Aside from that I've got absolutely no education or training in crisis management or counseling etc. am not qualified to do anything more than to listen and offer her a 4x4 when she cries (in the absence of tissues.)

What I DID do with the patient and family member was actually a lucky break. Right as we were putting him in bed, the hospice nurse pulled up. So I pulled her aside to "give report" and told her what was going on. She is more able to get the woman in contact with the resources she needs and also to talk to her about what is going on than I am. The company doing the patient's hospice has a GREAT grief counseling and crisis management program and great staff, so I'm confident the patient's wife was in good hands.

Sasha,

You handled it exactly right. You let the nurse know the demeanor of the spouse and let her take it from there. No need to write a PCR when you never had patient contact with the spouse.
 
I'm not sure I would feel comfortable talking to the family about it. I would have no idea what the family dynamic is or any issues/politics between people. Sasha's patient was being transferred home, and there may not be anyone else there besides the patient and wife. I would also be concerned that talking to the family myself would be see as over stepping my bounds by the family, the Hospice staff and by my employer if any of the first two groups complained.
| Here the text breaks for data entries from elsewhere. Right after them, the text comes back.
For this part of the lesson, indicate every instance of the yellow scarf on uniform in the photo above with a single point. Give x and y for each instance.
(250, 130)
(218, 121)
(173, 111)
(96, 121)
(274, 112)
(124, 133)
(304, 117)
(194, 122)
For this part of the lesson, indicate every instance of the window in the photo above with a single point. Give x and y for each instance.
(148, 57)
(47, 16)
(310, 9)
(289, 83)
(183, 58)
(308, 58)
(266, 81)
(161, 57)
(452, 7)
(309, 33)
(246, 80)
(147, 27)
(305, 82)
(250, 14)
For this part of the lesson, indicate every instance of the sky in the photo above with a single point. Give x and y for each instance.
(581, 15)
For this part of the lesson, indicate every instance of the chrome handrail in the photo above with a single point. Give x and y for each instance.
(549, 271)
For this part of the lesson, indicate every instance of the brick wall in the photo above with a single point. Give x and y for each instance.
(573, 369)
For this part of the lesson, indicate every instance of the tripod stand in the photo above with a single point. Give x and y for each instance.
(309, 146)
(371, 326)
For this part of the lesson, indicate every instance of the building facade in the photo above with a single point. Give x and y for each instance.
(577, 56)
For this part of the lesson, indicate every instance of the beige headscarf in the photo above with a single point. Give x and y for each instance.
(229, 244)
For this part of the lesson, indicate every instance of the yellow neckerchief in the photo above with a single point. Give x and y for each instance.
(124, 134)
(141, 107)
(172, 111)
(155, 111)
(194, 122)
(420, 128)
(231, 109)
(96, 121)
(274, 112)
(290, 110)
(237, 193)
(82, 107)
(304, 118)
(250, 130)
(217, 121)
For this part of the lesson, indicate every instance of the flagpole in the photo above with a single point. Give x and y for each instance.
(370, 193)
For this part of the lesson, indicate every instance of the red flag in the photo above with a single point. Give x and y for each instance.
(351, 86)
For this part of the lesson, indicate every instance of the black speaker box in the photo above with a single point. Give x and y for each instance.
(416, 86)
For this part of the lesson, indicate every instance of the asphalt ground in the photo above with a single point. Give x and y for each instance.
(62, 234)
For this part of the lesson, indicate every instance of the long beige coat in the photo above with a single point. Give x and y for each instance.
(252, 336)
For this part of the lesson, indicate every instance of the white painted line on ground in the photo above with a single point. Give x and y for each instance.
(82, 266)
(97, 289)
The Hospice RNs and other staff are used to addressing these issues in the family, and I think they would be the best equipped to approach the wife and the family if needed. I know that the Hospice staff approach the situation as if the whole family are their patients, and they offer official counseling and an ear for "I just need to vent" situations. The wife may have already talked to staff at the Hospice house, and they may be aware there is an issue.

EMS is never black and white, sometimes you have to overstep your bounds whether it be pt advocacy or informing somone of the information you have received, such as the wife in this situation. Simply letting it slide could mean the difference between this woman continuing on in a productive manner or losing the will to live. Im willing to risk and I have, the complaint if it opens someones eyes to the problem their family member may be facing.

I also believe Sasha handled this difficult situation the right way.